Here we are, another Friday, and I’ve not posted all week. Can’t say why really. Some of the things running through my head though, for your random pleasure …
Am I hitting the edges of menopause, God help me, and if so am I really really done having kids? Hm? Really? Not 100% sure, but close, still that shred of doubt makes me wonder if and when I’ll regret it. I really don’t know. Logic and practicality says no way am I ever having another, but it’s not all logic and practicality now is it? Maybe it’s just hormonal meanderings in my mushy brain.
Speaking of mushy brains, mine’s not been up to par lately, I’ve had more trouble focusing on what’s in front of me, and though I’m taking some supplements and stuff I’m not sure if it’s just February doldrums (yes I know it’s March now, but shhhh, I haven’t made a March banner yet and won’t likely get to it for a few days so I’m pretending … ) or something else. It’s not major, but I’ve lacked my usual energy for awhile now.

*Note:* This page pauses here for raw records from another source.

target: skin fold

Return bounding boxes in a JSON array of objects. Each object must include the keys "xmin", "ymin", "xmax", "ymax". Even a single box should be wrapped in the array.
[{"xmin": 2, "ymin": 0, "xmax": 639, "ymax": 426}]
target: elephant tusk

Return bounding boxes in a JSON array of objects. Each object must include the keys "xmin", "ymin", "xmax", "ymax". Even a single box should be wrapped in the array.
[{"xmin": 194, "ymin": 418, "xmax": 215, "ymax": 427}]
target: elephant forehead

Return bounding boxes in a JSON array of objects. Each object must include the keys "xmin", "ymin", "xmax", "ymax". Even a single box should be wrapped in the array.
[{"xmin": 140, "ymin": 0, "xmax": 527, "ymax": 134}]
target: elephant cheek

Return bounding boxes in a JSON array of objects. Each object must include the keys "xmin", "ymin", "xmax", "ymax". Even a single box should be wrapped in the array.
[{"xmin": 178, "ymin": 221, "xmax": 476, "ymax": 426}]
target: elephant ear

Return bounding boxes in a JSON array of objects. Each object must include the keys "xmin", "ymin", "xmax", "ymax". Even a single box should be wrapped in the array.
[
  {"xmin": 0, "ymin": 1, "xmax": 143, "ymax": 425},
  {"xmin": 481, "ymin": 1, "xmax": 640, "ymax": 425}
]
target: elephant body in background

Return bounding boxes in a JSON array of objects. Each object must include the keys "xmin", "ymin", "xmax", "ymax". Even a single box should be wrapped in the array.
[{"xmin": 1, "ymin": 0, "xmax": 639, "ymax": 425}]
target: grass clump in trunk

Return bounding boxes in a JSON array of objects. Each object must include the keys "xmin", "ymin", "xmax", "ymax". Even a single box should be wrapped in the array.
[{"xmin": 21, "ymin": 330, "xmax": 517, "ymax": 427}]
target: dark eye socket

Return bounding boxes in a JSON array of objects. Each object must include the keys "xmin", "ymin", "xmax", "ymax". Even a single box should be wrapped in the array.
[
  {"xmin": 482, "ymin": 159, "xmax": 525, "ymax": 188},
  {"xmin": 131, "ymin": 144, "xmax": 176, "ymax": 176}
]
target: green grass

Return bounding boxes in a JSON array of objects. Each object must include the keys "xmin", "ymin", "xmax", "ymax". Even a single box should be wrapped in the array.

Speaking of March, my eldest enters into the double digits on Sunday, and that has me all in a bit of a tailspin as to how on earth I got here, and is this life, and these kids, really mine? Just one of those how-did-I-get-here weeks, and yet the love I have for my boys, all of them, seems to have skyrocketed suddenly. Beats me why, but I’ll take it … they’re amazing me with pretty much everything. I’m not so comfy with the warm fuzzy thing, but figuring out how to express it is pretty important, and back scratches (which they all love to death) have started happening a bit more frequently for starters.
Speaking of 10, which D will be in two days, there is a passel of boys headed here tomorrow night for a sleepover, and I’m fretting over GF vs non GF snacks, how much they’ll consume, and whether or not they’ll find enough to do. That last bit is a silly notion, because I don’t doubt that the’ll all have a blast and not need any custom activities or entertainment. Just because I can’t see/plan it I of course have to worry.
I’ve also been thinking a lot about D’s namesake the last week, who happens to be pictured above. This summer will be 12 years since he died, but I think I’m belatedly processing some things that I didn’t let myself feel at the time as his death was just 7 weeks before our wedding, and senseless. He was to be the best man. I miss him, and perhaps my D turning 10 is making me think about it all a bit more? I’m letting the feelings wash over me, rather than stuffing them in, but it doesn’t make for very hot blog post writing.
Happy Friday, and may your weekend be a smooth one!